Pycon AU: Making Python More Fun for Everyone

Screen shot from Spy Who Coded game
Screen shot from Spy Who Coded game

Interesting talk from the creators of SingPath – games to help people learn to code. Left me wanting to try the game! Some insights about women and what they find off-putting – nothing unexpected. Notes below:

Intrinsic vs. extrinsic motivation: autonomy, mastery, purpose (Dan Pink’s book – Amazon).

Want to extrinsically motivate people without killing intrinsic motivation. This is really hard. Decided to focus on extrinsic.

Quests: “The Spy Who Coded Javascript” – it’s a first person coder.

Games are hard fun. They:

  • Have clear goals.
  • Require concentration.
  • Give immediate feedback.
  • Deep, effortless involvement.
  • Uncertain outcome.

 

Hard to find balance – some people find it too easy, others too hard. Answer: adaptive difficulty (difficulty changes, depending on how you’re doing).
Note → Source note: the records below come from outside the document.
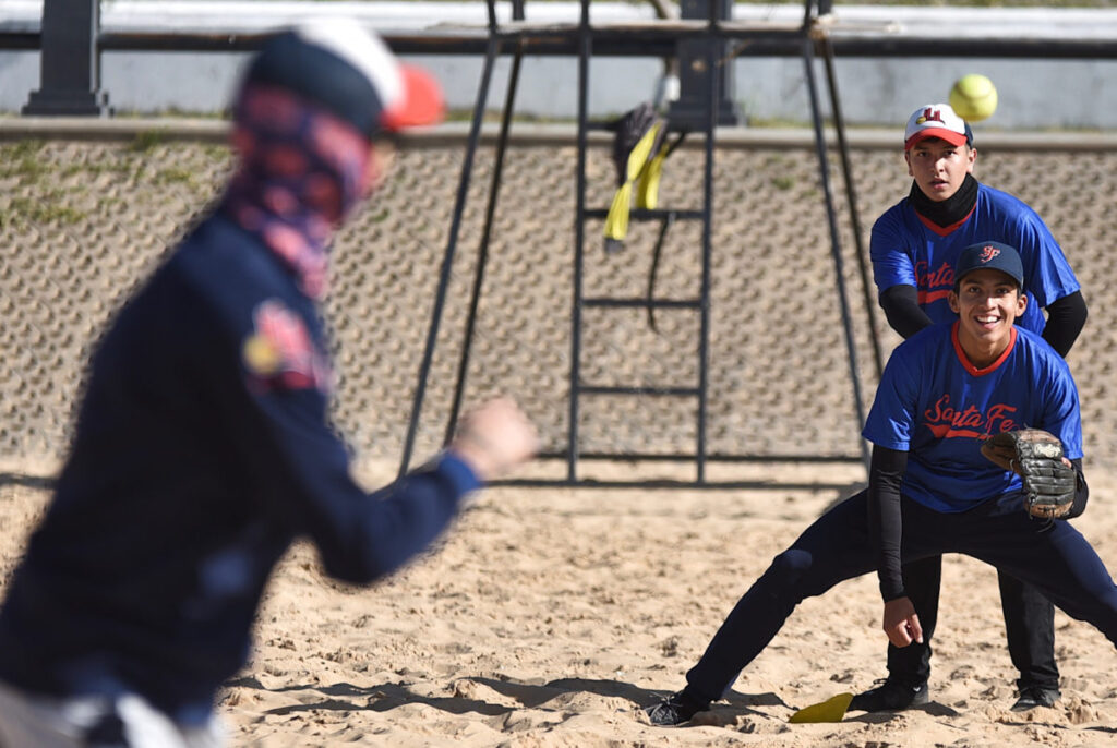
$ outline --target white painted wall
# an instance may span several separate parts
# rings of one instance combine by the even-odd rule
[[[509,3],[499,8],[506,12]],[[572,22],[576,2],[527,2],[531,20]],[[651,18],[650,7],[595,2],[592,20]],[[742,6],[737,17],[796,20],[796,4]],[[472,2],[299,2],[295,0],[104,0],[106,31],[259,31],[315,15],[351,16],[390,31],[439,32],[462,27],[483,33],[485,3]],[[41,0],[2,0],[0,30],[37,29]],[[1117,9],[946,9],[839,6],[839,28],[918,37],[1078,38],[1117,40]],[[841,33],[840,30],[836,33]],[[118,111],[222,111],[236,84],[242,55],[226,52],[105,52],[102,87]],[[424,56],[442,81],[450,106],[472,107],[480,77],[479,57]],[[590,109],[617,114],[653,95],[660,64],[645,58],[594,58]],[[997,85],[1001,105],[983,126],[1003,130],[1050,127],[1117,128],[1117,61],[1047,61],[963,58],[846,58],[837,64],[842,107],[850,124],[890,125],[916,106],[945,100],[951,84],[966,73],[983,73]],[[504,100],[508,63],[494,76],[491,107]],[[0,51],[0,112],[18,112],[38,88],[38,52]],[[803,65],[798,58],[741,58],[734,96],[757,121],[805,122],[809,105]],[[820,76],[820,80],[821,80]],[[541,117],[573,117],[576,106],[574,58],[526,58],[516,111]]]

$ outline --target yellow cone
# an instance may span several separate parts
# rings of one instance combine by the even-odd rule
[[[811,704],[800,709],[792,715],[789,722],[840,722],[849,709],[849,702],[853,700],[852,693],[839,693],[832,699],[827,699],[822,703]]]
[[[660,150],[648,167],[640,173],[640,182],[636,189],[636,207],[656,210],[659,208],[659,180],[663,176],[663,159],[666,150]]]
[[[646,171],[648,160],[651,156],[651,148],[656,143],[656,135],[663,123],[657,122],[652,125],[643,137],[636,144],[629,153],[626,163],[624,183],[613,195],[613,203],[609,207],[609,214],[605,217],[605,244],[607,247],[619,248],[628,236],[629,211],[632,209],[633,182]],[[658,182],[657,182],[658,188]]]

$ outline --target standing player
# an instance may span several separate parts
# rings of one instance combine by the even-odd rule
[[[1066,362],[1013,323],[1027,313],[1023,266],[1008,244],[964,249],[947,296],[954,323],[897,346],[862,435],[873,444],[868,489],[814,521],[729,613],[686,688],[650,707],[678,725],[722,698],[805,597],[877,569],[884,629],[897,646],[924,636],[900,564],[961,553],[1035,585],[1117,644],[1117,585],[1069,522],[1037,520],[1020,478],[981,452],[982,440],[1024,425],[1053,433],[1085,505],[1078,392]]]
[[[1040,217],[1016,198],[974,179],[973,133],[949,105],[916,109],[908,118],[904,148],[914,180],[911,192],[877,220],[870,244],[880,306],[889,325],[906,338],[933,323],[954,319],[947,295],[958,252],[974,241],[1002,241],[1019,249],[1028,279],[1028,308],[1018,324],[1042,334],[1066,357],[1086,323],[1086,303]],[[855,697],[851,709],[905,709],[927,702],[942,570],[938,557],[905,566],[924,641],[904,650],[889,645],[888,679]],[[1060,696],[1054,608],[1033,587],[1001,572],[997,579],[1009,653],[1020,671],[1020,697],[1013,709],[1050,707]]]
[[[254,59],[235,102],[239,170],[102,341],[9,583],[0,745],[219,745],[214,696],[293,540],[369,583],[529,457],[534,430],[495,400],[428,466],[367,495],[327,423],[327,246],[383,179],[381,138],[433,122],[441,102],[355,21],[280,33]]]

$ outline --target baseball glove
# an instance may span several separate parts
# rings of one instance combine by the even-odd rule
[[[1063,460],[1062,442],[1042,429],[995,434],[981,445],[986,458],[1023,478],[1024,508],[1032,517],[1065,517],[1075,502],[1078,473]]]

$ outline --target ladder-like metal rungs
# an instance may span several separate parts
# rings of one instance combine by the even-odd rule
[[[701,394],[698,387],[612,387],[593,384],[580,384],[574,390],[584,395],[658,395],[660,397],[697,397]]]
[[[608,218],[608,208],[588,208],[582,211],[584,218]],[[630,221],[658,221],[665,218],[674,218],[682,221],[701,221],[706,214],[700,210],[669,210],[665,208],[633,208],[629,211]]]

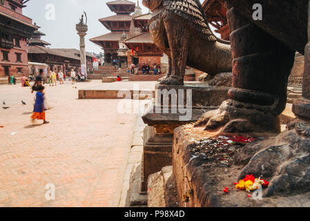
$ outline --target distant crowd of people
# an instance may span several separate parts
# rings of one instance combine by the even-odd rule
[[[39,75],[42,78],[43,84],[49,84],[50,86],[55,86],[57,84],[57,81],[59,84],[64,84],[66,79],[72,81],[72,84],[75,84],[77,81],[84,81],[86,79],[85,75],[82,75],[81,72],[77,73],[72,69],[70,71],[68,70],[66,73],[64,73],[61,70],[58,72],[50,70],[49,73],[46,75],[43,72],[41,72]],[[35,77],[34,75],[30,75],[26,77],[26,75],[23,75],[21,77],[21,86],[30,86],[30,81],[35,81]],[[10,75],[8,77],[8,84],[14,85],[17,82],[17,78],[14,75]]]
[[[140,68],[133,63],[131,64],[130,65],[131,74],[134,75],[136,70],[139,71],[140,70]],[[152,68],[150,67],[150,65],[148,64],[143,63],[142,66],[141,66],[141,70],[142,70],[143,75],[149,75],[151,70],[153,71],[154,75],[161,74],[160,66],[157,65],[156,63],[154,63]]]

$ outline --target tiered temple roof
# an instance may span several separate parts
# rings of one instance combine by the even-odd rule
[[[154,44],[148,32],[148,21],[151,15],[148,13],[133,18],[133,25],[140,30],[140,32],[136,35],[130,33],[130,37],[125,41],[125,44],[129,48],[138,47],[139,55],[161,55],[162,52]]]
[[[215,32],[221,35],[221,38],[229,40],[229,28],[226,14],[227,9],[223,0],[205,0],[202,8],[208,22],[215,28]]]
[[[41,28],[37,26],[38,28]],[[31,39],[30,39],[28,41],[28,46],[50,46],[50,44],[48,42],[46,42],[41,39],[41,36],[46,35],[44,33],[39,31],[38,30],[36,30],[32,35],[32,37]]]
[[[135,4],[126,0],[117,0],[108,2],[106,5],[117,15],[99,21],[111,32],[92,38],[90,41],[100,46],[104,50],[117,50],[122,34],[129,32],[132,20],[130,14],[134,12]]]

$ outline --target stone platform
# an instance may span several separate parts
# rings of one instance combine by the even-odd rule
[[[151,99],[154,97],[154,81],[103,83],[79,90],[79,99]]]
[[[117,81],[116,77],[102,77],[102,83],[111,83]]]
[[[173,166],[180,206],[310,206],[310,193],[289,197],[264,197],[259,200],[253,198],[253,192],[235,189],[233,183],[238,182],[242,166],[231,162],[243,146],[237,144],[226,147],[217,146],[216,142],[212,140],[213,135],[207,134],[202,128],[193,128],[191,124],[175,130]],[[253,142],[260,141],[262,139]],[[211,149],[213,149],[217,155],[211,154]],[[229,153],[225,152],[227,150]],[[229,188],[229,193],[223,192],[224,187]],[[265,190],[262,189],[263,195]]]
[[[165,75],[130,75],[129,76],[129,81],[157,81],[159,79],[165,77]]]
[[[210,86],[205,82],[185,82],[183,86],[155,85],[153,108],[142,116],[144,122],[148,124],[144,133],[142,192],[146,191],[149,175],[160,171],[162,167],[172,165],[173,130],[181,125],[196,122],[205,111],[216,108],[228,98],[229,89],[224,86]],[[164,102],[163,92],[165,90],[171,94],[166,104]],[[191,92],[191,102],[186,97],[188,90]],[[173,113],[171,111],[171,97],[177,98],[180,91],[183,91],[185,95],[182,107],[187,104],[187,108],[191,110],[191,115],[186,119],[180,118],[186,113],[177,111]],[[173,92],[175,93],[174,95]],[[164,113],[162,110],[157,113],[156,107],[161,109],[168,107],[168,113]]]

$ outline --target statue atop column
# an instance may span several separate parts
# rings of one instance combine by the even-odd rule
[[[84,23],[84,16],[86,18],[86,23]],[[85,35],[88,30],[87,26],[87,15],[86,12],[84,12],[81,15],[81,19],[79,19],[79,23],[76,26],[76,30],[77,31],[77,35],[79,36],[79,48],[80,48],[80,58],[81,58],[81,73],[82,75],[85,75],[87,77],[87,70],[86,70],[86,53],[85,50]]]

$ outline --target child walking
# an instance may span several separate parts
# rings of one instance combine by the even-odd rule
[[[44,111],[44,93],[43,92],[44,90],[44,86],[39,83],[38,85],[32,87],[32,90],[37,91],[37,95],[35,102],[35,108],[31,119],[32,119],[32,122],[36,119],[43,119],[43,124],[48,124],[49,122],[46,120]]]

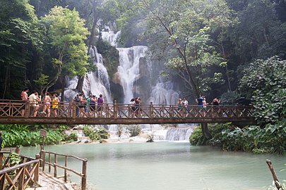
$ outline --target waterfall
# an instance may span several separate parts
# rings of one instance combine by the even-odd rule
[[[121,34],[121,31],[114,33],[114,31],[110,30],[110,28],[107,26],[105,30],[107,31],[102,32],[102,39],[109,42],[112,46],[117,47],[117,40]]]
[[[165,140],[167,141],[189,141],[193,128],[168,128]]]
[[[119,65],[117,75],[124,94],[125,103],[133,97],[133,83],[140,77],[139,61],[145,56],[146,46],[136,46],[131,48],[117,48],[119,51]]]
[[[152,88],[150,101],[153,104],[176,104],[179,99],[179,93],[172,89],[173,84],[171,82],[158,82]]]
[[[97,66],[97,70],[86,75],[83,90],[85,94],[91,93],[97,96],[102,94],[106,103],[112,103],[109,78],[107,70],[103,65],[102,56],[97,53],[95,46],[90,49],[90,54],[95,58],[94,64]]]

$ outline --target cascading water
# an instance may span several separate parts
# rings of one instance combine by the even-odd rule
[[[165,140],[167,141],[189,141],[193,128],[168,128]]]
[[[117,73],[123,87],[125,103],[133,97],[134,82],[140,77],[139,61],[145,56],[146,46],[136,46],[131,48],[117,48],[119,51],[119,65]]]
[[[121,34],[121,31],[114,33],[109,27],[105,27],[105,30],[102,32],[102,39],[109,42],[112,46],[117,47],[117,39]]]
[[[179,93],[172,89],[173,84],[171,82],[158,82],[152,88],[150,101],[152,101],[154,104],[176,104],[179,99]]]
[[[98,96],[102,94],[105,99],[105,102],[112,103],[109,78],[107,70],[103,65],[102,56],[97,53],[95,46],[90,49],[90,53],[92,58],[95,58],[94,64],[96,65],[97,70],[87,74],[83,82],[83,90],[85,92],[85,94],[91,92],[91,94]]]

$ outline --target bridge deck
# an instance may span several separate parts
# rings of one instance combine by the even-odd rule
[[[61,102],[58,108],[50,110],[47,117],[43,102],[33,105],[20,101],[0,100],[0,123],[55,124],[164,124],[244,122],[254,123],[251,106],[140,105],[105,103],[81,105],[75,102]],[[33,117],[33,110],[38,113]],[[56,113],[56,115],[55,115]]]

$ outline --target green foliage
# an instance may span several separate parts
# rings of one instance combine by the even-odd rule
[[[126,126],[127,132],[129,137],[136,137],[141,133],[141,127],[138,125],[130,125]]]
[[[222,94],[220,103],[222,105],[236,105],[237,101],[241,98],[241,95],[237,91],[227,91]]]
[[[282,120],[286,115],[286,61],[273,57],[251,63],[244,70],[240,90],[251,96],[258,124]]]
[[[42,137],[40,135],[40,129],[35,127],[35,126],[6,125],[1,125],[0,129],[3,132],[3,144],[6,147],[13,147],[17,145],[37,146],[42,141]],[[64,139],[61,130],[51,129],[47,130],[47,137],[44,139],[45,144],[59,144]]]
[[[76,133],[71,133],[69,135],[64,134],[64,139],[65,141],[73,142],[78,141],[78,134]]]
[[[268,124],[264,128],[249,126],[239,128],[227,124],[211,125],[213,139],[208,144],[220,146],[225,151],[252,151],[255,153],[279,153],[286,151],[286,120],[275,125]],[[197,127],[190,137],[194,145],[204,144],[201,129]]]
[[[99,141],[109,138],[108,131],[103,127],[92,129],[90,127],[83,127],[83,133],[85,137],[89,137],[92,141]]]
[[[9,154],[9,163],[11,165],[18,165],[21,161],[20,157],[16,153]]]

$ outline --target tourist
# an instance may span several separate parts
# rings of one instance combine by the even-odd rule
[[[141,98],[138,97],[135,99],[136,115],[137,117],[141,117]]]
[[[189,105],[189,102],[186,99],[185,97],[183,98],[183,100],[181,101],[181,103],[184,105],[184,107],[185,108],[185,111],[188,112],[188,105]]]
[[[54,94],[53,100],[52,102],[52,109],[53,110],[54,117],[58,116],[58,109],[59,109],[59,99],[58,99],[58,95],[56,94]]]
[[[96,97],[95,95],[93,95],[91,99],[90,99],[90,116],[94,118],[95,117],[95,113],[96,113],[96,102],[97,102],[97,98]]]
[[[30,114],[32,115],[33,117],[36,117],[37,114],[37,111],[39,109],[38,101],[40,101],[41,99],[38,96],[38,94],[36,91],[32,91],[31,95],[29,96],[29,102],[30,102]]]
[[[79,95],[80,98],[80,102],[78,105],[79,108],[79,113],[78,113],[78,117],[84,117],[85,115],[85,95],[83,94],[81,94]]]
[[[207,102],[206,102],[206,99],[205,99],[205,96],[203,96],[203,101],[202,101],[202,103],[203,103],[203,117],[205,117],[205,115],[206,115],[206,111],[207,111],[207,105],[208,105],[208,103],[207,103]]]
[[[93,95],[91,95],[91,94],[89,96],[86,96],[85,112],[85,115],[88,118],[90,116],[90,100],[91,100],[92,97],[93,97]]]
[[[220,106],[220,101],[217,97],[215,97],[215,99],[213,100],[213,105],[218,106]]]
[[[2,149],[2,143],[3,143],[2,132],[0,132],[0,151]]]
[[[76,97],[74,97],[74,101],[76,102],[76,117],[78,117],[78,114],[79,114],[79,108],[78,108],[78,105],[79,105],[79,102],[81,101],[81,99],[79,97],[79,94],[76,94]]]
[[[179,99],[178,102],[177,103],[177,110],[179,111],[179,115],[181,115],[181,110],[183,108],[183,104],[181,103],[181,99]]]
[[[20,98],[21,98],[21,100],[24,101],[24,104],[23,104],[23,107],[21,108],[22,117],[25,116],[25,108],[26,107],[28,99],[29,98],[29,96],[28,95],[28,91],[29,91],[29,89],[25,88],[21,92]]]
[[[46,115],[46,110],[47,110],[47,117],[51,115],[51,97],[49,96],[49,92],[46,92],[44,98],[44,109],[42,113]]]
[[[135,114],[135,112],[136,112],[136,102],[135,102],[135,99],[131,99],[131,101],[130,101],[130,103],[129,103],[129,104],[131,105],[130,106],[131,106],[131,118],[135,118],[135,116],[136,116],[136,114]]]
[[[103,102],[102,94],[100,94],[100,97],[97,98],[97,112],[100,118],[102,116]]]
A setting easier than easy – drag and drop. This is not intimidating. Also allows for tablet based – an iPad app.

Individual learner – try to maximise classroom efficiency.

Tournaments – everyone in the room is solving the same thing, at the same time.

Idea: “Tournament based teaching”. First 5 minutes are close-book, after that open book. Peer based learning – first 10 finish, then go and help people who haven’t finished. There will always be some students who are very fast – these students then get to explain/mentor.

First pro tournament at Pycon APAC.

Collaborative learning – fun round, then prize round. No qualitative judging, the most efficient coding wins.

Team-based tournaments.

Pair-programming tournaments.

Contemplating: mixed doubles (one female, one male on the team) – encourage peer-based learning, diversity.

How do you balance carrot/stick with things that people are intrinsically motivated for?

Women less likely to participate in the competitive rounds – the fun round, yes, prize round no.